Photoreceptor Regeneration and Immunosuppression in Inherited Retinal Dystrophy

Zebrafish models offer a link between Notch signaling and the role of inflammation in slowing photoreceptor degeneration.

Zebrafish stand out as a species capable of naturally repairing rod and cone receptors following acute light damage. However, in a recent study led by Brian Perkins, PhD, Department of Ophthalmic Research in the Lerner Research Institute and staff member in the Cole Eye Institute, it was discovered that zebrafish afflicted with inherited retinal diseases do not respond in the same way. The findings were published in the Journal of Neuroscience.

“Over the last 20 years, zebrafish have been an excellent model in helping us understand regeneration because they can regenerate photoreceptors, neurons, tissues, parts of organs, etc. However, people have been promoting zebrafish as a model to understand regeneration in the context of disease, and our disease models weren’t regenerating. We wanted to know why, so that was our starting point,” says Dr. Perkins.

In collaboration with the lab of David Hyde, PhD, at the University of Notre Dame, Dr. Perkins’ team performed single cell RNA sequencing in their mutants and found that the expression of one particular gene, Notch3, was elevated in the mutants compared to their wild or unaffected siblings.

The function of the Notch3 gene is to keep cells from reentering the cell cycle before beginning to proliferate or undergo cell division, which is the first step in regeneration. Therefore, the team’s findings were unusual because the expression of the Notch3 gene typically goes down following acute injury and light damage.

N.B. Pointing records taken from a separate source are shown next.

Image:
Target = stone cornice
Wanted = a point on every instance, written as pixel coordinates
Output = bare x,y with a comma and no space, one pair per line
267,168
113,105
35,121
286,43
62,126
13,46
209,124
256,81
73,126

To find a solution, Dr. Perkins’ team had to turn this gene down or off temporarily, for the regeneration process to proceed. Attributing the lack of regeneration to the elevated Notch3, the team used a pharmacological inhibitor to suppress signaling, and the mutants were then able to regenerate normally.

Given the extensive amount of inflammation in the eye, it is easy to assume the regeneration process would automatically be triggered. However, Dr. Perkins and his team discovered it was not. This prompted an investigation into what would happen if microglia was reduced, which is a source of significant inflammation.

“By reducing microglia, it not only triggered a regenerative response, but it rescued the degeneration phenotype. So as it turns out, immune suppression could actually protect the cones, and prevent photoreceptors from degenerating in the first place,” says Dr. Perkins. “It opens future doors because immunosuppression could be used in combination with other treatments as a way of lowering inflammation in patients with retinal dystrophies.”

Dr. Perkins and his team are still trying to understand more about the role of the immune system in retina regeneration, and from where some of the immune cells are coming.